Konjonktür Erdoğan’ın aleyhinde

İnsan kafasını iki elinin arasına koyup hayaline binip seyre ve sefere çıktığında vay be demeden kendisini tutamıyor. Kaderin cilvesi iç içte giriftar sırlarla doludur. Okyanus kıyısı kazanla kafan diğer dünya ucu Sumatraya kadar İslam alemi olarak kendilerini isimlendiren milletlere bakın ki sosyo ekonomik ne durumdadırlar. Daireyi biraz daha daralttığımızda ise Orta Doğu denilen kan gölünü görüyüz. Çemberi makrodan, mikroya indirgediğimizde ise Türkiye’yi bir mayın tarlası ve daha merkeze geldiğimizde AKP’nin hali pürmenemi görebiliriz.

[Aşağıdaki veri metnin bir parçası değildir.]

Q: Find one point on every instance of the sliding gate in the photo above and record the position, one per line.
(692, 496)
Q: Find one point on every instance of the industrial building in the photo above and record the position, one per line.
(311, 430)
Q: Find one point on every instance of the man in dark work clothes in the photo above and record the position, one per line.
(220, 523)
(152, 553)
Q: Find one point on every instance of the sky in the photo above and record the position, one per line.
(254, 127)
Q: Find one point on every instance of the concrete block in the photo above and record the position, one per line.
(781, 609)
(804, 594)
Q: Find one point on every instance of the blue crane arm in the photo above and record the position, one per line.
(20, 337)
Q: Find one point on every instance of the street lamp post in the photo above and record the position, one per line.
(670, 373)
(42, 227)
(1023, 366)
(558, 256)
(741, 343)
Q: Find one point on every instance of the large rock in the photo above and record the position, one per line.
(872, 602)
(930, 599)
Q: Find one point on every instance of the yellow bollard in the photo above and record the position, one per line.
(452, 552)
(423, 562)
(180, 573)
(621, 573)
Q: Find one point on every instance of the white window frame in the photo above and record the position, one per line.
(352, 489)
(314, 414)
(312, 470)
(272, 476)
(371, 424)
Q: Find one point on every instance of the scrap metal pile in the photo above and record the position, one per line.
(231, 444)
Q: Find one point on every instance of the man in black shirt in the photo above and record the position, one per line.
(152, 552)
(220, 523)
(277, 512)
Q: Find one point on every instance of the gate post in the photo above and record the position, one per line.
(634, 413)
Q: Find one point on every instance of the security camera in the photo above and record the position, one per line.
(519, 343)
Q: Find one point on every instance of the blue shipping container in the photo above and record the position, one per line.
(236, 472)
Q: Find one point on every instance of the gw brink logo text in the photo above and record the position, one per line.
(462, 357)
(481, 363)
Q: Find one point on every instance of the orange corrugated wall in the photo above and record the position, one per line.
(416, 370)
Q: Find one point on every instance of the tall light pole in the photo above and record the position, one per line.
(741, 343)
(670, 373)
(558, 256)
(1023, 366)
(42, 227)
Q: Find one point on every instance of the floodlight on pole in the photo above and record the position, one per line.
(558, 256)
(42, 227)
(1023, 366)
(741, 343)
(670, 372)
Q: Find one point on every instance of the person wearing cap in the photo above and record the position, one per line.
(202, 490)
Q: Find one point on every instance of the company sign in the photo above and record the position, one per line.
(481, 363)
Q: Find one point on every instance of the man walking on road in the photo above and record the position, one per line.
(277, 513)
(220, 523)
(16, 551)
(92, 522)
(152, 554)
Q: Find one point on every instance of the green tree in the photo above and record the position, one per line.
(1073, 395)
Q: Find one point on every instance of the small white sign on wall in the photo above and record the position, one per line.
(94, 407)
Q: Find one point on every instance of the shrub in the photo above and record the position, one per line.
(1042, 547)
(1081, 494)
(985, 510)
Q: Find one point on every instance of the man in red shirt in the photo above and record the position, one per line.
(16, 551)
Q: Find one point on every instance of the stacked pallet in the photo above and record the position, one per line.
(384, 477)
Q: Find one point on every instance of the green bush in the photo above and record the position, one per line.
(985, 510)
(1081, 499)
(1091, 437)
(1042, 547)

Bu gördüklerimiz karşısında hep şunu sorasım gelir kendi nefsimden, "Acaba biz mi çok safdil idik yoksa beyler, reisler ya da filan ibn-i bêvanlar mı çok ifrittiler?" 

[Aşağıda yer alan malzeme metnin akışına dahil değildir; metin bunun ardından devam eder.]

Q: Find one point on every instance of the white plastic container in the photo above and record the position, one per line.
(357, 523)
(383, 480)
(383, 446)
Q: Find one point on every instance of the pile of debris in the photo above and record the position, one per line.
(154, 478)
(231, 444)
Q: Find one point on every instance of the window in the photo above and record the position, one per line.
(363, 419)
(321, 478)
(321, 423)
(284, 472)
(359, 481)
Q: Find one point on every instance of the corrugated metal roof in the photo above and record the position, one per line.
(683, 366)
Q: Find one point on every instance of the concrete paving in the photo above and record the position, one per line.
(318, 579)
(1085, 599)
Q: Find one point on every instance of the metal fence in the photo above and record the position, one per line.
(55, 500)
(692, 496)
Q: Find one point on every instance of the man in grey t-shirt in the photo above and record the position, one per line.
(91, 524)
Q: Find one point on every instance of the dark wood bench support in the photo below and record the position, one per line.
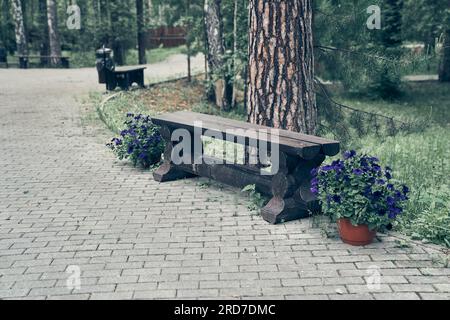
(292, 198)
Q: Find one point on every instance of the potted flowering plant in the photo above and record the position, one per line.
(140, 142)
(360, 195)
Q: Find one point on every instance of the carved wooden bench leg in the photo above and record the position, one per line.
(292, 197)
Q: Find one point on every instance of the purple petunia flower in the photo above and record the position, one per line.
(349, 154)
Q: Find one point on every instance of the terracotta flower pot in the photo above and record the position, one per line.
(356, 236)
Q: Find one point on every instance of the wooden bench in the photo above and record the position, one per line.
(289, 187)
(124, 77)
(44, 61)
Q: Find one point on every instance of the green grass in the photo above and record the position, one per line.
(420, 159)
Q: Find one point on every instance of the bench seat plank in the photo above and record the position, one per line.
(290, 142)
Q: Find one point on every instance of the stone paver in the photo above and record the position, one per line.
(66, 204)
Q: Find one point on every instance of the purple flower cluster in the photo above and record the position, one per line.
(140, 141)
(359, 180)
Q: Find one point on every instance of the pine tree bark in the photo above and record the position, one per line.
(140, 31)
(44, 49)
(21, 39)
(444, 67)
(280, 83)
(235, 50)
(221, 93)
(53, 33)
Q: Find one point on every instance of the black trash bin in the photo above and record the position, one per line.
(104, 64)
(23, 62)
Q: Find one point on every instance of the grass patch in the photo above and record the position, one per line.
(420, 159)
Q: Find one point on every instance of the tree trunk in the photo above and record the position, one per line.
(140, 31)
(221, 92)
(444, 67)
(45, 45)
(53, 34)
(21, 39)
(188, 41)
(280, 79)
(235, 50)
(117, 10)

Sırasıyla menfaat virajlarında arkadaşlarını tek tek savuran AKP’nin 1 numaralı zatı hatırlayacağınız üzere 2007 yerel seçimlerinde Urfa Belediye Başkanı Fakıbaba için, “ceketimi de koysam kazanırım” diyerek testini çekmiş, Fakıbaba Saadet partiden aday olup kazanınca ilk raunda yenilgi ile tanışan Erdoğan geri vitese takarak tekrar Fakibabayı partisine kabul etmek zorunda kalmıştı.

İkinci ciddi savurganlığı eski Cumhurbaşkanı Gül’e karşı tavır alarak sırasıyla Merhum Dengir Bey, H. Çelik, Kapusuz, Erim, Ergin ve daha nicelerini metal yorgunluğu formülü ile AKP’yi aile şirketi haline getirdiğini görüp sesini yükseltenlere kapıyı göstermiştir.

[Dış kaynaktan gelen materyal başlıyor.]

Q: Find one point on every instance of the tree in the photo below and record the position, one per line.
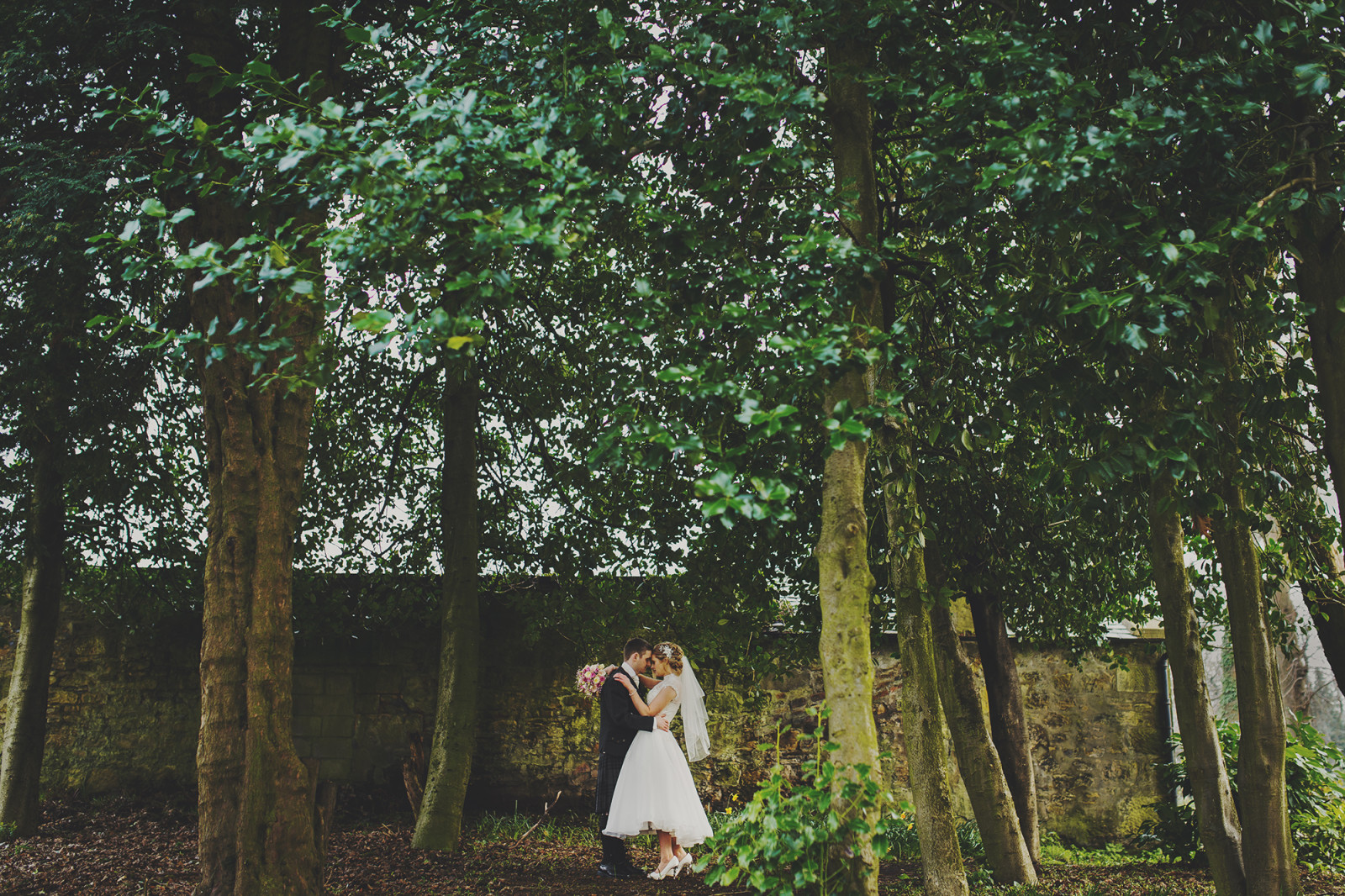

Bünyesinden 2 Cumhurbaşkanı, 4 Başbakan çıkartan ve bir dönem tüm kesimlerin (İslamcı, Kürt, Alevi, vs.) ümidi haline gelen bu siyasi oluşumunda kemal sürecini yolsuzluk ve kayırmacılıkla noktalayıp zevale doğru süratle ilerlediğine şahitlik ediyoruz. Bu gidişle aynı siyasi oluşumun bünyesinde daha önce Sn. Şener’in denemesiyle sonuçlanan Türkiye Partisi’nden sonra en az iki parti (Davutoğlu ve Babacan) daha çıkacağına en kısa zamanda şahitlik edeceğimiz görünüyor.

Konjonktür daha önce Şener’in aleyhinde iken rüzgâr Erdoğan’ın arkasındaydı. Oysa bugün konjonktür Erdoğan’ın aleyhinde ve özellikle yolsuzlukların ayyuka çıktığı bir dönemde rüzgâr Erdoğan muhaliflerinin sırtında ve gemileri bariz bir şekilde yol almaktadırlar. AKP’nin tabanını sarsıp sirkeleyen Davutoğlu ile Türkiye ve dünya elit ve sermaye kesiminin desteğini yanına çekmeyi başarmış görünen Babacan hareketleri ciddi birer başarı sağlayacakları anlaşılıyor ki Erdoğan’ın hırçınlaşması ve agresifleşmesini tetiklemiş vaziyettedir.

Bu gelecekte kendilerinden söz ettirmeye aday iki siyasi fraksiyonların en hafif tabir ile Erdoğan’a iktidarı kaybettirecek derecede başarılı olacakları kesin görünüyor.

Bu AKP serüveni zevale nasıl geldiğini formüle edecek olursak zulüm başına adalet külahını giydirdiler. Hıyanete sadakat, esarete hürriyet ismini taktılar. Sefalet içerisindeki halka rağmen Başta Lazistan ahalisi ve avanesi olmak üzere kanunsuz ve pervasızca emeksiz sermayeye sahip ettiler ve ihale ve iltimas yoluyla piramitler diktiler.

İhale ve iltimas zehirli bala benzer ağzı tatlandırır ama karın sancısı ise amansızdır. Şu sıralar AKP ve Erdoğan’dan Davutoğlu ve Babacan karın ağrılarının neticesini hep birlikte göreceğiz bakalım.